Moreover, it is possible that there are different sub-groups of items that exhibit different patterns of judgments, only some of which were expected. In that case, we recommend trying to identify the factors that define these different groupings. Once this is done, the status of these grouping factors must be examined: it is possible that such factors should be considered relevant to the behavior at hand and hence added to the experiment as a factor that co-varies systematically with the other factors of interest. On the other hand, it is possible that the factor is not theoretically relevant, and in that case the noise should be controlled for by keeping just one kind of item as opposed to items that vary in their behavior with regard to this theoretically irrelevant factor.

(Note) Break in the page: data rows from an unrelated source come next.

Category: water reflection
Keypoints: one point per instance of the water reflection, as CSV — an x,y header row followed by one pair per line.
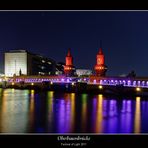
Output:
x,y
84,112
126,116
99,114
14,111
66,113
31,111
50,108
137,123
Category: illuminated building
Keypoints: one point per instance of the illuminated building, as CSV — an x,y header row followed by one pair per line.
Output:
x,y
83,72
100,67
22,62
69,68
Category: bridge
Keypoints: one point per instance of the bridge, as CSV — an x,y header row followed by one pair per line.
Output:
x,y
141,82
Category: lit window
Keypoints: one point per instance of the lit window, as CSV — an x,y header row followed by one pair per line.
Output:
x,y
100,86
138,89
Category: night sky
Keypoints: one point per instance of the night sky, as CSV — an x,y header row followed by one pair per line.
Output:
x,y
124,37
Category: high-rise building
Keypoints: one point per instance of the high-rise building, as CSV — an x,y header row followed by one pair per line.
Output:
x,y
100,67
69,67
22,62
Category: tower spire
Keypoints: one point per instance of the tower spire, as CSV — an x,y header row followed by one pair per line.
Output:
x,y
100,50
100,43
68,54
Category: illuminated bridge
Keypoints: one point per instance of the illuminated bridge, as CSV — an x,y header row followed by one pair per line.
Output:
x,y
92,80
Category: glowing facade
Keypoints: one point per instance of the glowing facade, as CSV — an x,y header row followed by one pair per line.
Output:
x,y
100,67
69,68
21,62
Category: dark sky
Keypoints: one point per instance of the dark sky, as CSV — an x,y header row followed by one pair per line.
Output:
x,y
124,36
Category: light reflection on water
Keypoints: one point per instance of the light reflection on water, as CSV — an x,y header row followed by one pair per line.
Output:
x,y
24,111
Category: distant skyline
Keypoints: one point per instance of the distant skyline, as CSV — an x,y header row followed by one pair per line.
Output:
x,y
50,33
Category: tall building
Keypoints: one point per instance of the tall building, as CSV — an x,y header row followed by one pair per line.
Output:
x,y
22,62
69,67
100,67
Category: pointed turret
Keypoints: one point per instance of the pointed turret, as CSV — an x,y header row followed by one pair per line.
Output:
x,y
69,68
100,67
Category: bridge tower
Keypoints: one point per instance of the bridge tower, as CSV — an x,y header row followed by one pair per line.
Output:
x,y
69,67
100,67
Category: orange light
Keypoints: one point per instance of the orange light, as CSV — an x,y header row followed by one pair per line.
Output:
x,y
138,89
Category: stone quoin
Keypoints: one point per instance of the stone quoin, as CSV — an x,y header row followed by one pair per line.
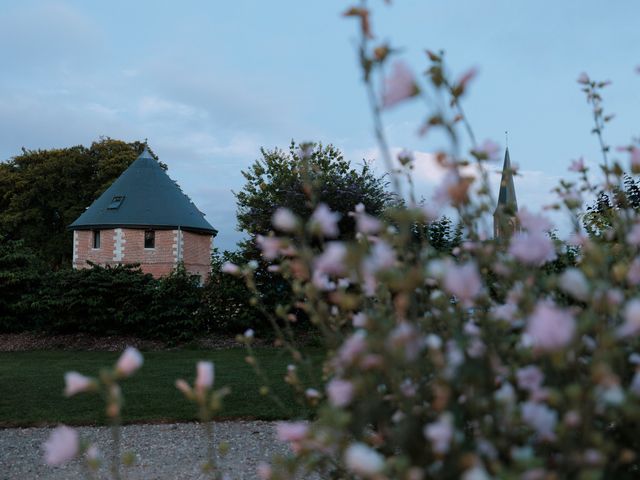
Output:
x,y
144,218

After looking at individual items, it is also important to look at the behavior of individual participants in the experiment to identify any unusual behavior. Participants who were not paying attention to the task should have already been excluded from the analysis by means of filler accuracy and comprehension questions. However, it is possible that participants who have not been excluded nonetheless performed poorly in one or more conditions, or after a certain point in the study. It may be possible that some participants should be excluded, despite meeting the basic accuracy criteria, for consistently performing poorly in certain cases in an idiosyncratic manner not common among other participants. To identify such subjects, it is helpful to examine the accuracy of target and filler items by participant, to detect any unusual pattern in the data.

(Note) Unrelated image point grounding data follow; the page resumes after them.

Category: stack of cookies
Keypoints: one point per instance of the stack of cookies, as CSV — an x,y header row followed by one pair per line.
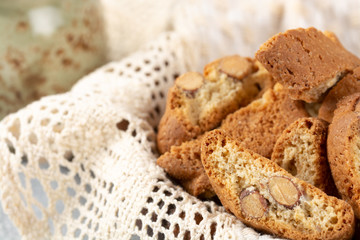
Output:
x,y
242,131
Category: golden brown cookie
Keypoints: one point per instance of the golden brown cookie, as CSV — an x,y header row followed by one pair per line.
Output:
x,y
257,126
306,61
197,103
301,150
265,196
348,85
343,146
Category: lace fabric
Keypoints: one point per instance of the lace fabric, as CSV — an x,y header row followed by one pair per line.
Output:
x,y
81,165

It is also possible that for some linguistic phenomena, participants who speak a second language behave differently than mono-lingual speakers. To test this possibility, we recommend comparing the results yielded by analyzing data from all native-speakers to data from only those speakers who reported that they are native speakers who do not speak any foreign language. This can be done as follows, using the value stored in the foreign column by our skeletons:
results <- subset(results, foreign == 1)
Lastly, it may be helpful to split participants according to the speed with which they finished the study. For some tasks, it is reasonable to assume that participants who were very fast performed the task using a different strategy than slower participants. As a first step, it is possible to split the participant population by the average experiment completion time, classifying all participants who were faster than the mean as ‘fast’ and all the others as ‘slow.’ After this classification is done, for example using the code below, it is advisable to re-do the analysis that was previously performed on the entire population on each subgroup separately, to see whether there is variation among the groups.

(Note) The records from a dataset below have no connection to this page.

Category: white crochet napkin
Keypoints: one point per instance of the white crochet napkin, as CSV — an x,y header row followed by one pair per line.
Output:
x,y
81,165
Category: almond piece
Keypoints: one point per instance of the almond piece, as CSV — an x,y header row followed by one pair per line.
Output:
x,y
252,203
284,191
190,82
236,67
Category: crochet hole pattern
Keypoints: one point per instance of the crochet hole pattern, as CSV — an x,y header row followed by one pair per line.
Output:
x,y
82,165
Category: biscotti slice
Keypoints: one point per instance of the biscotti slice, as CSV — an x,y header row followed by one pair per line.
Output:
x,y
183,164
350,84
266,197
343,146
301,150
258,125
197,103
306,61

meanTime <- mean(targets$WorkTimeInSeconds) fastWorkers <- subset(targets, targets$WorkTimeInSeconds < MeanTime) slowWorkers <- subset(targets, targets$WorkTimeInSeconds >= MeanTime)
More generally, it is often advisable not to rely on the results of the initial version of an experiment. Rather, those initial results should be considered pilot data. This data should then be scrutinized, any items that did not yield expected results should be corrected, and the experiment should be re-run to confirm the original findings. It is often the case that after more consideration has been given to the data and analysis, the original results will change or be refined.